2The CSRQ Center reports can be found at http://www.csrq.org
3To meet requirements for evidence of program impact and effectiveness specified by the No Child Left Behind Act (NCLB) of 2001, school reform models must demonstrate strong evidence of their effectiveness in increasing student academic achievement. The requirement that studies eligible for review by the CSRQ Center include academic achievement outcomes was based on the determination that this information would be of primary interest to education consumers.
4According to CSRQ standards for review, an example of an instrument with insufficient face validity would be a study of achievement involving students generating as many alternative uses of common objects as they can. An example of an instrument with moderate face validity would be a teacher-developed assessment. An example of an instrument with strong face validity would be a state or national standardized assessment with known psychometric properties.
5An example of a non-critical threat that could have led to the conclusion that the study should not continue for further review was severe or differential attrition. According to CSRQ Center standards, severe attrition is defined as at least a 20% loss of respondents (schools or individual students). Differential attrition is defined as at least 7% of the students in one group leaving for a different reason than students in the comparison group.

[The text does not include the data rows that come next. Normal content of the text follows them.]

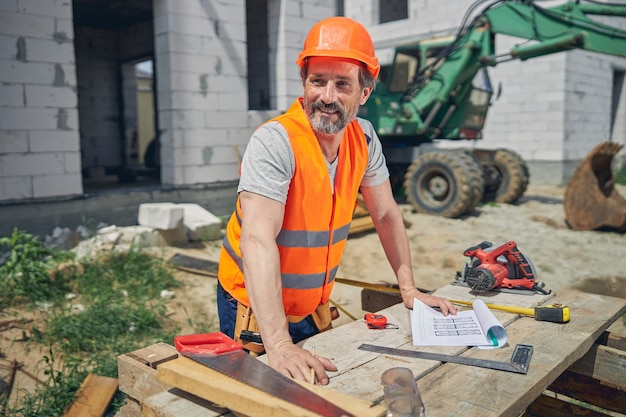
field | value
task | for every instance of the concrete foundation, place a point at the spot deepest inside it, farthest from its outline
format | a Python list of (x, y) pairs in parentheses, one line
[(115, 207)]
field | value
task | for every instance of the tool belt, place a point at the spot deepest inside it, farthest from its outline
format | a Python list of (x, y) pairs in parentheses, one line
[(246, 322)]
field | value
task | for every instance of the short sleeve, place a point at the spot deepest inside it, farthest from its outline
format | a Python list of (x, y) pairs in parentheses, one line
[(377, 171), (267, 165)]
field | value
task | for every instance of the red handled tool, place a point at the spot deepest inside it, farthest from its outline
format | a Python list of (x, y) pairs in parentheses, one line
[(378, 321)]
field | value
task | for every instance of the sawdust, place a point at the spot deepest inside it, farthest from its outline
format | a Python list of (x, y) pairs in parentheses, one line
[(586, 260)]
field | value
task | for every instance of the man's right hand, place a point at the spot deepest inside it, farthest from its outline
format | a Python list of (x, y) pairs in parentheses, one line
[(297, 363)]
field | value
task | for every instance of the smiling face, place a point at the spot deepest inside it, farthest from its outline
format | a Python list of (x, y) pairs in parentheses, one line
[(332, 93)]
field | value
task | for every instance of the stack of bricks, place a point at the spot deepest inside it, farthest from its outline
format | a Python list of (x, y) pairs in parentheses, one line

6Results from the CSRQ Education Service Provider, Secondary, and updated Elementary School Reports are not included in this figure. During the process of reviewing hundreds of studies in preparation for the CSRQ Center reports, reviewers became increasingly adept at screening studies for initial relevance. Many types of studies that were included for initial review in the first report were screened out before receiving initial review during the second, third, and fourth reports. As a result, the pool of initially relevant studies from the Elementary School Report provides a more illustrative example of study characteristics for those studies that did not ultimately receive full review.